Abstract
STUDY DESIGN
Retrospective study of a consecutive series of patients with thoracolumbar hyperextension injuries (TLHIs) complicated by diffuse idiopathic skeletal hyperostosis (DISH) presenting to a single institution during a 9-year period.
OBJECTIVE
Assess epidemiological data, trauma mechanism, injury characteristics in hyperostotic spines, and short-term outcome.

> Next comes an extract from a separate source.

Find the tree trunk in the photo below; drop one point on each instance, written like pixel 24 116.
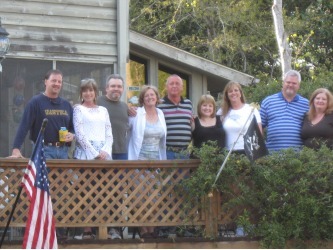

SUMMARY OF BACKGROUND DATA
An increase in TLHIs complicated by DISH was observed. In current literature, only case reports and small case series touch this topic.
METHODS
All patients with TLHIs in the setting of DISH between January 2002 and December 2010 were reviewed retrospectively. Clinical and radiographical data during hospitalization including computed tomographic scans of all patients were analyzed as to epidemiological issues, trauma characteristics, neurological deficits, and short-term outcomes. Statistical analysis was performed to assess factors related to trauma characteristics.
RESULTS
Twenty patients with 23 TLHIs were analyzed. Twelve injuries involved the thoracic region; 1, the lumbar region; and 10, the thoracolumbar junction. A total of 85.7% of injuries were due to high-energy impact. The distribution of transdiscal and transosseous injuries was almost equal (13/10). Patients with DISH with vertebral body fractures were significantly older than those with transdiscal injuries (78.3 yr vs. 69.8 yr, P < 0.026). Post-traumatic neurological deficit was present in 22.7% patients. Neurological complications did not occur in low-energy injuries. On average, spines were posteriorly stabilized over 2.1 segments. Twenty percent of the patients died within 3 months (average age, 80.7 ± 5.1 yr, range, 76-88 yr).
CONCLUSION
To our knowledge, this is the largest series of TLHIs in DISH-altered spines in literature. The study helps to understand controversial findings in literature about morphological properties of TLHIs in DISH-affected spines. Surgeons should be aware of preexisting alterations in traumatized spines and the impact on therapeutic decisions. Because of the "aging population" and implications of metabolic diseases on an "aging spine," the incidence of TLHIs in DISH will probably rise.